New in version 0.3.0.
n_processes (
Optional[int]) –How many processes to spawn for performing the join. Defaults to the number of CPUs on the system.
New in version 0.3.0.
- Return type:
DataFrame- Returns:
The theta-join of the two DataFrames.
See also
fuzzy_join()An efficient implementation of the special case of θ-join where θ is \(\approx\).
ineq_join()An efficient implementation of the special case of θ-join where θ is an inequality {<, <=, =, >=, >} between the join columns.
Examples
Numerical condition
We have two tables with numerical entries x and y, and we want to find those combinations of x and y that represent coordinates on the unit circle. Here
\[\theta (x, y): x^2 + y^2 - 1 = 0\]>>> import math >>> import pandas as pd >>> import pandance as dance ... >>> horiz_vals = pd.DataFrame([0, 1, -1, 0.5], columns=['x']) >>> vert_vals = pd.DataFrame([0, 1, -1, 0.5], columns=['y']) ... >>> dance.theta_join( ... horiz_vals, vert_vals, left_on='x', right_on='y', ... condition = lambda x, y: math.isclose(x**2 + y**2 - 1, 0) ... ) x y 0 1.0 0.0 1 -1.0 0.0 2 0.0 1.0 3 0.0 -1.0
Substring matching
We have two tables of character strings and want to find all pairs in which strings from the left join column appear as substrings of the right.
>>> import pandas as pd >>> import pandance as dance ... >>> keywords = pd.DataFrame(['a', 'the', 'xyzzy'], columns=['keyword']) >>> phrases = pd.DataFrame([ ... 'the quick brown fox jumps over the lazy dog', ... 'lorem ipsum dolor' ... ], columns=['phrase'])
Here θ(a, b): a substring of b.
>>> hits = dance.theta_join( ... keywords, phrases, left_on='keyword', right_on='phrase', ... condition = lambda kw, phrase: kw in phrase) >>> hits keyword phrase 0 a the quick brown fox jumps over the lazy dog 1 the the quick brown fox jumps over the lazy dog
Inequality condition
We’re making a groceries list, and we’re balancing macronutrients and costs.
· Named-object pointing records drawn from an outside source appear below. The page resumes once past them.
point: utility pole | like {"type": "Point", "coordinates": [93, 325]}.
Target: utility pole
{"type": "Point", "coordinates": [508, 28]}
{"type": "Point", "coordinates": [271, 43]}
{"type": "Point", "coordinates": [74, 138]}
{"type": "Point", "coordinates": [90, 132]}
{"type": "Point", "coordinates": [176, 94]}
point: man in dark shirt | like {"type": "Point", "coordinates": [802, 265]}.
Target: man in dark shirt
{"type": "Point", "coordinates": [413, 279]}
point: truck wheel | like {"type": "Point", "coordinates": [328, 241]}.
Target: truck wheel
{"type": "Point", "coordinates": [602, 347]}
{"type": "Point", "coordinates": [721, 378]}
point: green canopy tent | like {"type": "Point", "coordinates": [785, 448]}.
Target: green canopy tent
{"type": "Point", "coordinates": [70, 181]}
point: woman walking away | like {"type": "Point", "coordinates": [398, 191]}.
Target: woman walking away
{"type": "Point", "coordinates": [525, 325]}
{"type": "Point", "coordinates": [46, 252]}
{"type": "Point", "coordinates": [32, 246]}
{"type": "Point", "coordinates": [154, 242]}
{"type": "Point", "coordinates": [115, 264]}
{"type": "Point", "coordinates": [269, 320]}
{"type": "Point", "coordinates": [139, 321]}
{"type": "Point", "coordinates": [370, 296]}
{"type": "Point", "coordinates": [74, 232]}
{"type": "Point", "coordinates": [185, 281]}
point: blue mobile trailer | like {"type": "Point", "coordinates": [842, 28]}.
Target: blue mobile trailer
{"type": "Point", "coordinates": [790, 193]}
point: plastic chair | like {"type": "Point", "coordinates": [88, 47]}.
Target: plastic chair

>>> import pandas as pd >>> import pandance as dance ... >>> carb_sources = pd.DataFrame([ ... ('rice', 34), ... ('oat flakes', 32) ... ], columns=['item', 'price']) ... >>> protein_sources = pd.DataFrame([ ... ('lentils', 25), ... ('chickpeas', 38), ... ('soy beans', 48) ... ], columns=['item', 'price'])
We want to stock up on a single carb and protein source, but we want the carbs to cost less than the proteins. This can be expressed as the θ-join below, where
\[\theta (x, y): x < y\]>>> dance.theta_join( ... carb_sources, protein_sources, on='price', ... condition = lambda price_carb, price_prot: price_carb < price_prot, ... suffixes=('_carb', '_prot')) ... item_carb price_carb item_prot price_prot 0 rice 34 chickpeas 38 1 oat flakes 32 chickpeas 38 2 rice 34 soy beans 48 3 oat flakes 32 soy beans 48
Tip
The
ineq_join()operation implements a more efficient version of this type of inequality join.